Miércoles de la XI Semana Ordinaria

2 Cor 9, 6-11

Uno de los elementos que favorecen el crecimiento de la vida espiritual, es la generosidad. Y es que esta tiene una característica: da con alegría. Dar con alegría es una de las muestras más claras de que nuestra caridad es producida por el Espíritu, ya que nos hace ver no solo la necesidad de nuestro hermano, sino que descubre en él a Jesús, quien nos ha dicho que quien ayuda a uno de sus hermanos, a Él mismo lo ayuda.

Si es una sonrisa, nuestro tiempo o nuestros bienes, démoslos con alegría, sabiendo que nuestro Dios es un Dios de amor que no se deja ganar en generosidad y que sea lo que hayamos dado, Él se encargará de restituirnos al 100 por 1. Cada día se nos presentan muchas ocasiones de dar, de ayudar, de servir… no desaprovechemos la oportunidad y hagámoslo con alegría.

Mt 6, 1-6. 16-18

Es propio del hombre la tendencia natural que siente a que se le recompense cuando ha hecho algo bien. Parte de la educación que recibimos de pequeños es por medio de la premiación y del regalo. Un regalo si nos portamos bien, si sacamos buenas notas en el colegio, si nos tomamos la medicina cuando estamos enfermos, etc. Y ya de mayores la mayoría de las veces actuamos para ser vistos por los demás, porque nos gusta llamar la atención en medio de un grupo de amigos o incluso en la propia familia. Y no digamos cuando hemos hecho un acto de beneficencia a otra persona. En estos casos pensamos que todos deben darse cuenta de la grandiosa generosidad con que cuenta el mundo con mi presencia en esta tierra. Nos incluimos dentro de las “7 maravillas del mundo”.

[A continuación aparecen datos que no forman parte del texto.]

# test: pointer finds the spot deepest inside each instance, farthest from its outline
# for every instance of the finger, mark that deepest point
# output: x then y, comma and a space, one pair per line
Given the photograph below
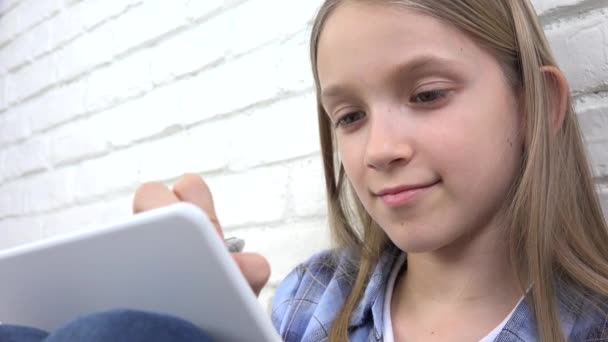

Sin embargo, el evangelio de hoy no enseña completamente lo contrario. Dice que ni siquiera la mano izquierda se debe enterarse de lo que hace la derecha. Parecería una exageración, pero detrás de este evangelio se encuentra la enorme riqueza y el enorme valor de Cristo. Pues, cuando quiere que le ofrezcamos un sacrificio, un acto de generosidad, quiere que se la ofrezcamos sólo a Él y para Él. Lo que llaman algunos “pureza de intención”. Es decir, hacer las cosas sólo por amor a Cristo. Esperando la recompensa no del aplauso de los hombres sino de Dios. Es un aplauso muy silencioso en la tierra pero exageradamente estruendoso en el cielo. Hagamos la prueba buscando no ser vistos y alabados por los hombres la próxima ocasión en que hagamos el bien a una persona.

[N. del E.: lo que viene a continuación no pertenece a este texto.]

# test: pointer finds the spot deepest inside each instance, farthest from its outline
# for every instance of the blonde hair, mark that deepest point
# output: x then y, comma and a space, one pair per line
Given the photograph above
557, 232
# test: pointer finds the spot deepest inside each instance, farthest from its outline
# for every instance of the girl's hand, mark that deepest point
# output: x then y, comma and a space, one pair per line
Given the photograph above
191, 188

Ante estas palabras de Jesús, sería interesante el preguntarnos el motivo de nuestras acciones, ¿qué es lo que está detrás de nuestra caridad, de nuestro servicio? Y es que es triste que dada la fragilidad de nuestra vida, muchas veces nos sintamos impulsados a servir, o a hacer la caridad por motivos muy lejanos a la vida evangélica. Muchas veces se sirve al patrón, al supervisor, incluso a nuestros mismos padres, solo por motivos de conveniencia, siempre buscando qué ventaja puedo tener de mi acción. Muchas veces la caridad que hacemos a nuestros hermanos necesitados tiene un trasfondo egotista o utilitarista que en nada se parece al que nos propone Jesús. Todas nuestras acciones, no solo las espirituales, como las que nos propone el evangelio de hoy, deben tener como única motivación Dios y el amor a los hermanos.

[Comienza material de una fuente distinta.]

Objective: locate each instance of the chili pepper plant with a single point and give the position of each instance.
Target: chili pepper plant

Cuando esto es una realidad, de ordinario se sirve con mucha discreción, pues lo importante no es que los otros lo vean, sino que nuestra acción verdaderamente ayude a los demás. Esto si bien es una gracias, es también un ejercicio.

Busquemos que nuestra caridad y servicio sean por amor, de manera que solo Dios lo vea, pues de esta manera nuestra recompensa nos la dará Dios y no los hombres.